Despite their proclamations, the Intacta was rumoured to have access to incredibly sophisticated technologies, which they kept restricted to the top leaders of the tribe, the Elders. Technology to fight technology, was one of the hearsays. In recent years, at least three technological maestros had forsaken the modern world and retreated into the warm, archaic embrace of the Intacta. And these were just the ones the world knew about. These great minds held immense power in their knowledge. Lenn felt a twinge of anxiety when she imagined the destruction they could cause. 

She bit her lower lip as she reread the article. The dramatic tone leached credibility. The site was known for sensationalising news at the expense of accuracy and truth. And even if accurately reported, the Intacta Elder’s announcement could simply be a publicity stunt to draw awareness to the Intacta ethos. 
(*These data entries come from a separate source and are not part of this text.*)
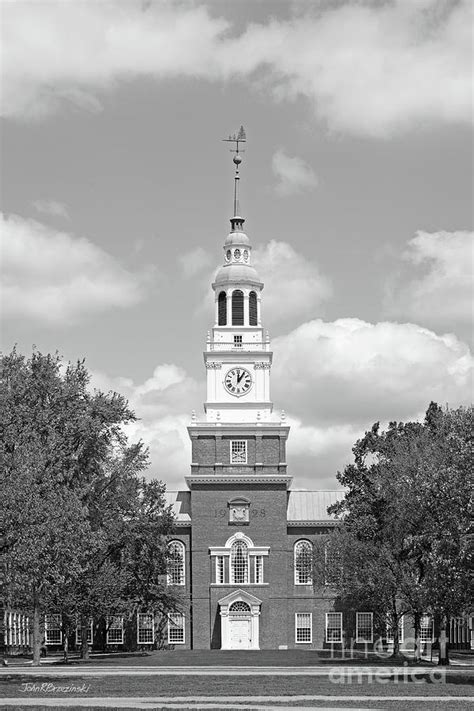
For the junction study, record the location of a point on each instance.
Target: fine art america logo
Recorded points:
(50, 688)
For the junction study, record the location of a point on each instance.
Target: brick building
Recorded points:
(244, 537)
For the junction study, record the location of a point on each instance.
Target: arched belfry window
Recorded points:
(303, 562)
(222, 309)
(176, 560)
(237, 308)
(253, 308)
(239, 563)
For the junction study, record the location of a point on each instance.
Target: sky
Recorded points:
(356, 187)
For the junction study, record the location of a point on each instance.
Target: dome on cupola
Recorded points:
(237, 274)
(236, 238)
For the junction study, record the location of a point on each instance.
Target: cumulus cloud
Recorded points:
(51, 207)
(351, 371)
(333, 379)
(163, 403)
(54, 277)
(293, 174)
(294, 286)
(370, 69)
(194, 261)
(441, 290)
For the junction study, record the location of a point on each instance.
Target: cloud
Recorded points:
(54, 277)
(294, 175)
(333, 379)
(194, 261)
(51, 207)
(294, 286)
(353, 372)
(441, 289)
(370, 69)
(163, 404)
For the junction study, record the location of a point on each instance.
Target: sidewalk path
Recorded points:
(229, 703)
(355, 671)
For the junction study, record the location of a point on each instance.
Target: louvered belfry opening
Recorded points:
(222, 309)
(239, 562)
(252, 308)
(237, 308)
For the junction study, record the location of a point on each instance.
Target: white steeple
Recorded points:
(237, 356)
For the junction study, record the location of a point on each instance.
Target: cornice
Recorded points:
(238, 479)
(312, 523)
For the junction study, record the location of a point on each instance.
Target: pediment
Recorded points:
(239, 596)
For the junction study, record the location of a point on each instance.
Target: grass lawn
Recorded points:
(248, 686)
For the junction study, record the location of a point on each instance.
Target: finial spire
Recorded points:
(236, 220)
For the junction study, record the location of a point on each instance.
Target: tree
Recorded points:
(80, 528)
(404, 516)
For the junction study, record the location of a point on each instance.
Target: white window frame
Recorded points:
(49, 628)
(423, 638)
(257, 569)
(220, 562)
(401, 631)
(90, 633)
(300, 627)
(370, 616)
(339, 617)
(112, 626)
(181, 616)
(140, 628)
(244, 451)
(297, 572)
(182, 548)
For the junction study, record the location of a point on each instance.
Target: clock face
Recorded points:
(238, 381)
(239, 513)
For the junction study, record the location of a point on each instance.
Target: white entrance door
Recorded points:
(239, 634)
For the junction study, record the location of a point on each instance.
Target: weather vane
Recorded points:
(239, 138)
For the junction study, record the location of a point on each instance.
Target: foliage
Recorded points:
(403, 545)
(82, 532)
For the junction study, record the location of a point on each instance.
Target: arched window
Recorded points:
(222, 309)
(237, 308)
(253, 308)
(176, 560)
(239, 563)
(303, 563)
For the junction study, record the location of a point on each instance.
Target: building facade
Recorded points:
(244, 542)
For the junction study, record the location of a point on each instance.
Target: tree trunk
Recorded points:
(443, 641)
(85, 623)
(36, 632)
(65, 646)
(416, 630)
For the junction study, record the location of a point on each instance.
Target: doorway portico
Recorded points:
(240, 614)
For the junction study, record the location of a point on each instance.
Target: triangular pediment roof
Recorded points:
(240, 595)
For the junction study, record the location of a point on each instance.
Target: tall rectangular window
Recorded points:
(364, 626)
(303, 627)
(145, 628)
(90, 633)
(333, 626)
(426, 629)
(220, 569)
(52, 629)
(257, 569)
(389, 634)
(238, 451)
(176, 628)
(114, 629)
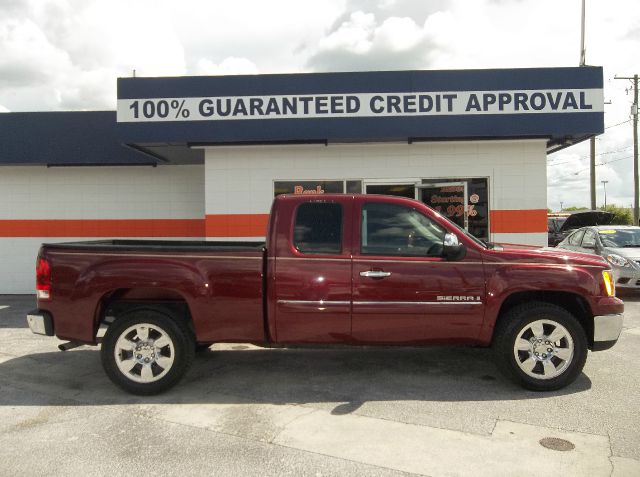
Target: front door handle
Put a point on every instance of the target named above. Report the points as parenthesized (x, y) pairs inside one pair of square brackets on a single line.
[(375, 274)]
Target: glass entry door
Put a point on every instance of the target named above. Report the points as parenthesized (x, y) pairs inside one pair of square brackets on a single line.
[(448, 198)]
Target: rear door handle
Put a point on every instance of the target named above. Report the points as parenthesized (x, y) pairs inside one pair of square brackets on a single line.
[(375, 274)]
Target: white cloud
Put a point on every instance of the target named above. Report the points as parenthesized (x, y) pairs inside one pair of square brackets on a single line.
[(228, 66)]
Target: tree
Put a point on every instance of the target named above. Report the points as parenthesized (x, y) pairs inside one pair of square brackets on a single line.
[(623, 215)]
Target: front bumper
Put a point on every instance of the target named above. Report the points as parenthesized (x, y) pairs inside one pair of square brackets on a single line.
[(40, 322), (606, 331)]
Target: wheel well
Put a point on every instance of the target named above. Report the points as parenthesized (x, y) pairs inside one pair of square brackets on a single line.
[(125, 300), (574, 304)]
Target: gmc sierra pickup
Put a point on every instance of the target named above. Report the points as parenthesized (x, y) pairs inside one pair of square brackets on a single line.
[(347, 269)]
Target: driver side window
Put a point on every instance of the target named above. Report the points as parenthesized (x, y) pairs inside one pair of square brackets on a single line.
[(589, 239), (389, 229)]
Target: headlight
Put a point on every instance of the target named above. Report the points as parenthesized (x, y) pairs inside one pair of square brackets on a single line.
[(609, 285), (617, 260)]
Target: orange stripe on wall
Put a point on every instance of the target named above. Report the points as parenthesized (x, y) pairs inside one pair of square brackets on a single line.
[(103, 228), (237, 225), (221, 225), (519, 221)]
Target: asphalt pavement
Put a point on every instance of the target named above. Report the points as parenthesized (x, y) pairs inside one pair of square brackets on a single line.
[(244, 410)]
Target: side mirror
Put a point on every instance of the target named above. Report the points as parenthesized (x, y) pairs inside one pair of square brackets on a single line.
[(452, 249)]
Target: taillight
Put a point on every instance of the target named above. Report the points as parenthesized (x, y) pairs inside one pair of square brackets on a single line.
[(608, 282), (43, 279)]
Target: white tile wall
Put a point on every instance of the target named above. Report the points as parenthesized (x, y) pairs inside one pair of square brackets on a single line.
[(163, 192), (239, 180), (34, 192)]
She tapped her pen on the table. The Intacta was vocal about their goals of halting the tide of technological progress. But it wasn’t like them to develop a virus. Historically, they were more likely to expound and remonstrate, biding the chance to lure a wayward creature back into the folds of righteousness. Their sense of righteousness, of course. It seemed odd that they would, after years of peaceful co-existence, make public threats, and launch a virus attack.

Still, the timing of the announcement was suspicious. It was a few weeks before the first cases had surfaced. She made a quick note of the key points, and sent a quick message to her Bureau contact, to get their views. She checked the unsightly positioned task off her schedule.

She stared at the next task she had scheduled. Now that their lead on the pattern found in the malfunctioning neural codes had led to nought, she had to go to Plan B.

Which was to turn to God. Or the nearest thing they had to God. The Ether. She was going to reach out directly to the Ether. Not through the Sanctuary prayers, but face-to-face. Her best bet was to seek it through the visions.

Over the past decade, the Ether had engineered visions, realistic dreams, where it spoke “in-person” to seemingly random recipients. Each time, it imparted key information, predictions or instructions to the recipient. Each time, they came true. No one had any idea why it bequeathed such visions to them.

Her first step would be to take an objective look at the history of the visions, to study exactly when they happened, where, to whom they happened, and what they were about.

That meant looking at a stack of case files dense with information. Each file came with a summary and information tags to mark important points. But these AI-created summaries had not yielded any useful information. So, she was going to read through every word of the case files, to spot any minute, seemingly unimportant detail that may have been missed. Or to see other possible interpretations and unexpected inferences could be made.

For today, she had penned in just three case files to scour through. Then, she would do a preliminary analysis on possible links between the three visions. It was going to be a long day. She ordered her usual caffeine-powered beverage, and got to work.